O Sindicato dos Servidores Públicos Municipais de Palmas (Sisemp) protocolou, nesta terça-feira (4), notificação extrajudicial junto à Prefeitura de Palmas e à Secretaria Municipal de Planejamento e Desenvolvimento Humano advertindo sobre a ilegalidade da tentativa de migração compulsória dos Agentes Comunitários de Saúde (ACS´s) e Agentes de Combate às Endemias (ACE´s ) do Regime Próprio de Previdência Social de Palmas(Previpalmas) para o Regime Geral de Previdência Social (INSS). 

De acordo com o sindicato, a medida estaria sendo cogitada com base em parecer da Procuradoria-Geral do Município que invoca o Tema 1.254 do Supremo Tribunal Federal (STF).
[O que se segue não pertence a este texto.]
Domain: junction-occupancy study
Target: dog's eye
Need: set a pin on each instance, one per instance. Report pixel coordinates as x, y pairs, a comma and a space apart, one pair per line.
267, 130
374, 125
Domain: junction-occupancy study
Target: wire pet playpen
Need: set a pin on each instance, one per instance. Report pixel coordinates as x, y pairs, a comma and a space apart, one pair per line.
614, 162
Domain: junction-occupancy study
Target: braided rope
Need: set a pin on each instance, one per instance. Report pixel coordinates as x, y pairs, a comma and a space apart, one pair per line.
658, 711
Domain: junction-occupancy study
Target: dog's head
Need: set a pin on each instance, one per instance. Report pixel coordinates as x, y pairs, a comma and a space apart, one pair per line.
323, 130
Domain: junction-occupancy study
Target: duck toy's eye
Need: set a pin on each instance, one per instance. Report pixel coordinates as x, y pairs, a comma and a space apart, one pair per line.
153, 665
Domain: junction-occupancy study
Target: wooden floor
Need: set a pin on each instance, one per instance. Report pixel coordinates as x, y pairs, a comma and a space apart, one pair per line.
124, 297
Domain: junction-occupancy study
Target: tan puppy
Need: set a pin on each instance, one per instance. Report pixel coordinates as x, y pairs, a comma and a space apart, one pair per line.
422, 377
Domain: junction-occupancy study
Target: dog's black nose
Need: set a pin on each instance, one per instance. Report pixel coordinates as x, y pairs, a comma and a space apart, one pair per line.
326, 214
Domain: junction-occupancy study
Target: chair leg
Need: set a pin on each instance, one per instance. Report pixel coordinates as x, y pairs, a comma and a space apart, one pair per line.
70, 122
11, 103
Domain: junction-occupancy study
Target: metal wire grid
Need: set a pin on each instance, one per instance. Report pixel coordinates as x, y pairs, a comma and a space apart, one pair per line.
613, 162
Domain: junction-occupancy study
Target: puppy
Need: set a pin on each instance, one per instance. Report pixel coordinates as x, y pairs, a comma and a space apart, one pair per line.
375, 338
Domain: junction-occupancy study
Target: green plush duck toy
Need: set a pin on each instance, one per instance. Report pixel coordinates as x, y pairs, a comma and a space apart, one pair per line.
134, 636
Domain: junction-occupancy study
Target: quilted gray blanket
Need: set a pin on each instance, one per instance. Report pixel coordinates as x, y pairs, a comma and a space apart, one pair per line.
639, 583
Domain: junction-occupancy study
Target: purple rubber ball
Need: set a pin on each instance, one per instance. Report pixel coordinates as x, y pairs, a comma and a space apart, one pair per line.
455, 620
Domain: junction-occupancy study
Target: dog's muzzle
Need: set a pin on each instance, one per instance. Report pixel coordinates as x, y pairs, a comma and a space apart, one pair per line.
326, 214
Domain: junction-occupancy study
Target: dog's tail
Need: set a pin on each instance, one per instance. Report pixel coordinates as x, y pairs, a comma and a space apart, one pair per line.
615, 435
O Sisemp sustenta que a aplicação automática desse entendimento é equivocada e não se aplica à realidade dos ACS e ACE de Palmas, que possuem regramento constitucional próprio de ingresso e vínculo funcional, garantido pela Emenda Constitucional nº 51/2006 e pela legislação municipal. 

Na notificação, o Sisemp explica que o Tema 1.254 do STF trata de servidores estabilizados pelo art. 19 do ADCT, situação diferente dos ACS´s  e ACE´s de Palmas. Para o sindicato, esses profissionais tiveram seu vínculo validado por processo seletivo público, conforme a EC nº 51/2006 e a Lei Federal nº 11.350/2006, além da Lei Municipal nº 1.529/2008, que regulamenta a efetivação da categoria em Palmas. O próprio STF, em decisões como a ADI 5.554, reconheceu a excepcionalidade constitucional do processo seletivo para esses cargos, conferindo vínculo efetivo e não precário. 

O sindicato alerta que a exclusão retroativa de ACS´s e ACE´s do RPPS pode gerar grave impacto financeiro ao município e ao Previpalmas. Isso porque, caso a administração alegue que a vinculação ao regime próprio foi indevida, haveria obrigação de restituição integral e atualizada das contribuições previdenciárias recolhidas ao longo de anos, sob pena de enriquecimento ilícito do ente público. Além do passivo imediato, a medida poderia provocar desequilíbrio atuarial do fundo e uma onda de judicializações. 

Outro ponto destacado pelo Sisemp é que qualquer alteração de regime previdenciário exige estudo atuarial e consulta formal ao Ministério da Previdência Social, especialmente por envolver compensação entre regimes (Comprev) e impactos no Certificado de Regularidade Previdenciária (CRP) do município. Segundo a entidade, uma decisão unilateral, baseada apenas em parecer interno, coloca em risco a regularidade previdenciária de Palmas. 

Na notificação, o sindicato requer que o município suspenda imediatamente qualquer ato de migração compulsória de ACS´s e ACE´s para o RGPS, mantenha as contribuições previdenciárias da categoria no Previpalmas e reconheça a inaplicabilidade direta do Tema 1.254 do STF ao caso, além de promover diálogo com a entidade e realizar estudos de impacto atuarial, com consulta ao Ministério da Previdência, antes de qualquer mudança. 

O Sisemp informou ainda que, caso a Prefeitura insista na medida, adotará providências judiciais e representará aos órgãos de controle, como Tribunal de Contas do Estado e Ministério Público, por possível dano ao erário e violação de direitos dos servidores.